Every interaction with Kubernetes is done via the API Server. Even the kubectl commando uses the same API that is also available for other programs. This API is based on the REST principles.
Every call to the API Server needs to be authenticated. There are several mechanisms to authenticate. More on this can be found in the demos for Authentication. When you have configured the kubectl CLI to use a cluster you can also use it to open a locally available proxy for connecting to the API:
kubectl proxy
This will open a proxy by default on port 8001. You can then access the API with tools like curl:
curl http://localhost:8001/api
This will give you a list of api versions available under this url. For historical reasons there are two entry urls 'api' and 'apis'. Core APIs like pods tend to be under 'api'. All modern APIs can be found under 'apis', To get a list of available APIs under 'apis' try:
curl http://localhost:8001/apis
As an example of using the API we are going to use namespaces. They have only a few attributes so it is easy to handle the neccessary JSON or YAML.
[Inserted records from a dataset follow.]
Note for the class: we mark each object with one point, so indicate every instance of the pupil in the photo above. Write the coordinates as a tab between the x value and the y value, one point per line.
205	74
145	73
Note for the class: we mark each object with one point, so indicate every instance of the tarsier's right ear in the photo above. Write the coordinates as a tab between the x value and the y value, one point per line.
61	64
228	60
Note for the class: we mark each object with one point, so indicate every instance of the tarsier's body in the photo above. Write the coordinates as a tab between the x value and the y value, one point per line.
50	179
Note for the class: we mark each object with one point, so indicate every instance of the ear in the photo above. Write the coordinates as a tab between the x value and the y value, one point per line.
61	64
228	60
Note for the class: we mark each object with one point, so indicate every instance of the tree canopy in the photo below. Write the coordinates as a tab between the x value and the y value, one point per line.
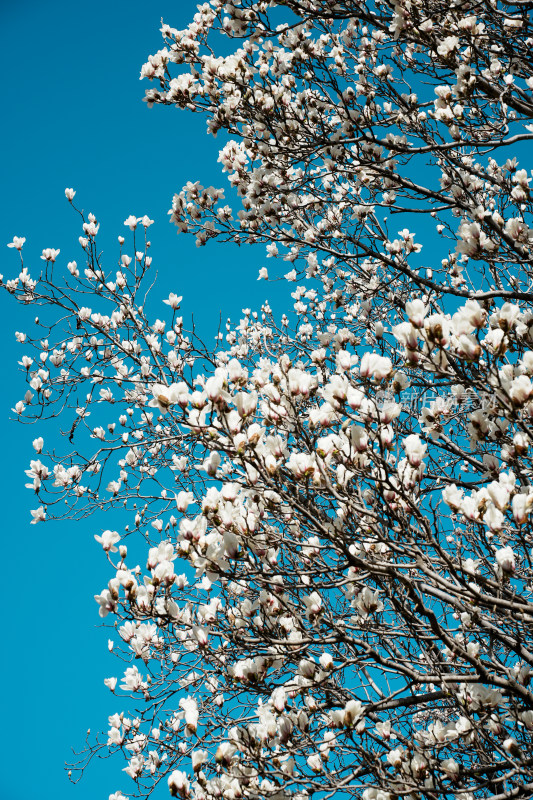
333	506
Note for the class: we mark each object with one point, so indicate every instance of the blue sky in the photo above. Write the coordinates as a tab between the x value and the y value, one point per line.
73	116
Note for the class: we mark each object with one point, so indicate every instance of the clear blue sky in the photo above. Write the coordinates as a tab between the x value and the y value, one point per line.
72	116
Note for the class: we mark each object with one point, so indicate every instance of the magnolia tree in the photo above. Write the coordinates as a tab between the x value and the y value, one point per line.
336	593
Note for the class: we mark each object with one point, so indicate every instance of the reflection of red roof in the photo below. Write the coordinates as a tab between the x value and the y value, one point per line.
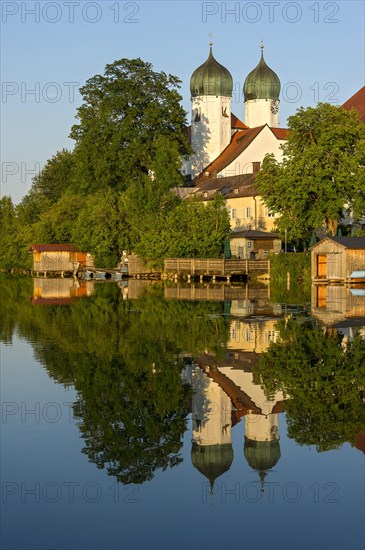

Getting information in an API Object is done via GET Request:
curl http://localhost:8001/api/v1/namespaces/default
This will result in a json description of the namespace object for default. Compare this to the result of the respective kubectl command:
kubectl get -o json ns default
The results are the same. Which is no surprise, as kubectl does just call the same API.
If you prefer to get the results in yaml as this is the more common format in Kubernetes world just set the accept header:
curl -H 'accept: application/yaml' http://localhost:8001/api/v1/namespaces/default
Ressources are created using a POST request. The body will contain all necessary information to create the ressource. A ressource description of a namespace is prepared in namespace.yaml. To create the namespace use:
curl -X POST -H "content-type: application/yaml" --data-binary "@namespace.yaml" http://localhost:8001/api/v1/namespaces/
Use kubectl to get all namespaces and you will find the newly generated namespace.
kubectl get namespaces
Changing uses the request method PUT on the object. In this example we add a label to the namespace. Take a look into labeled_namespace.yaml to see the new definition. Apply the definition using:
curl -X PUT -H "content-type: application/yaml" --data-binary "@labeled_namespace.yaml" http://localhost:8001/api/v1/namespaces/api-generated-namespace
You can see the changes using:
kubectl describe namespace api-generated-namespace
Deleting an API Object is just using the DELETE request method on the ressource URL:
curl -X DELETE http://localhost:8001/api/v1/namespaces/api-generated-namespace
Use kubectl to get all namespaces and you will see the namespace disappeared.
kubectl get namespaces
To get a specification of all available APIs in OPEN API Format use:
curl http://localhost:8001/openapi/v2
The resulting file can be loaded into tools like Postman, Insomnia or Paw to get an overview of the complete API.